Libertarian economist Arnold Kling suggests an even tougher approach, though he doesn’t say how to put it into effect: break up the big banks.
I think as a matter of both policy and politics, Republicans ought to oppose the Dodd bill’s provisions that effectively grant Too Big To Fail status to a handful of financial institutions (and perhaps to other companies, Wallison has argued). They should oppose giving preferred status to the very largest firms as compared to smaller competitors.
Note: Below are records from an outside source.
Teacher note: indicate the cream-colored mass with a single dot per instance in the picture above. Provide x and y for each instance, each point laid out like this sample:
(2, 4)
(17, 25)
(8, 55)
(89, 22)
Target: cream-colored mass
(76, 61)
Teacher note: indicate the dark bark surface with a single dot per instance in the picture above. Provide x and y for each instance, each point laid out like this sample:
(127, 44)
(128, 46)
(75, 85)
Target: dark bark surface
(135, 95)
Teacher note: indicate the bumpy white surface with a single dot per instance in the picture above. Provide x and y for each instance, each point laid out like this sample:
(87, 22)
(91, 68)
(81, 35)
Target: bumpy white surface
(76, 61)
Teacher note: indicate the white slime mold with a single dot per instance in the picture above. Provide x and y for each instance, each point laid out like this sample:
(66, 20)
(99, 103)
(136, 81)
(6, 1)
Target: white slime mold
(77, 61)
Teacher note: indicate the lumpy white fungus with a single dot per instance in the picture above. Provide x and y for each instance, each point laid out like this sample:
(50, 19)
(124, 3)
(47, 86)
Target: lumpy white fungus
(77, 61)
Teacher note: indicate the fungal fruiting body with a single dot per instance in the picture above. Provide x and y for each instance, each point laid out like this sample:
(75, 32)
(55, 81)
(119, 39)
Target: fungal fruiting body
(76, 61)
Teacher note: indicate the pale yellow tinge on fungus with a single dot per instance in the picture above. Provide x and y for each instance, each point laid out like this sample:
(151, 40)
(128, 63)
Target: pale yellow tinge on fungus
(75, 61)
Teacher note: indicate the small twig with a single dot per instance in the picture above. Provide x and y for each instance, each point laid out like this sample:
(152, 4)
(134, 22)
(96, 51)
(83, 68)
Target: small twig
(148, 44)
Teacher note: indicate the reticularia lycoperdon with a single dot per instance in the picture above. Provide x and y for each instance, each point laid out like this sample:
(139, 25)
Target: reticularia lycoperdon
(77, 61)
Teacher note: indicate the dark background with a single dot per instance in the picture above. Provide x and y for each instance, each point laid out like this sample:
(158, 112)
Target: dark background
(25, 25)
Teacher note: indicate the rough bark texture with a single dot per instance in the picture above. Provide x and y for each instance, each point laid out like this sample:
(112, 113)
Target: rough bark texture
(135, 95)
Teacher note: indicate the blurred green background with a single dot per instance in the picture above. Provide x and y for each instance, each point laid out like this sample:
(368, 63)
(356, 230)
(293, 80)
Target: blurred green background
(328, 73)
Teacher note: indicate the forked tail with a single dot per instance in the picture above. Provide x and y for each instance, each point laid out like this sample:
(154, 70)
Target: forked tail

They should be prepared to argue that the Democratic bill gives vast advantages to firms whose employees have gotten huge compensation (and who, as it happens, tend to give more money to Democrats than Republicans). The cry should be, no favor to the big Wall Street fat cats. Mainstream media is unlikely to transmit this message but, as we have seen in the health care debate, messages can get through without them.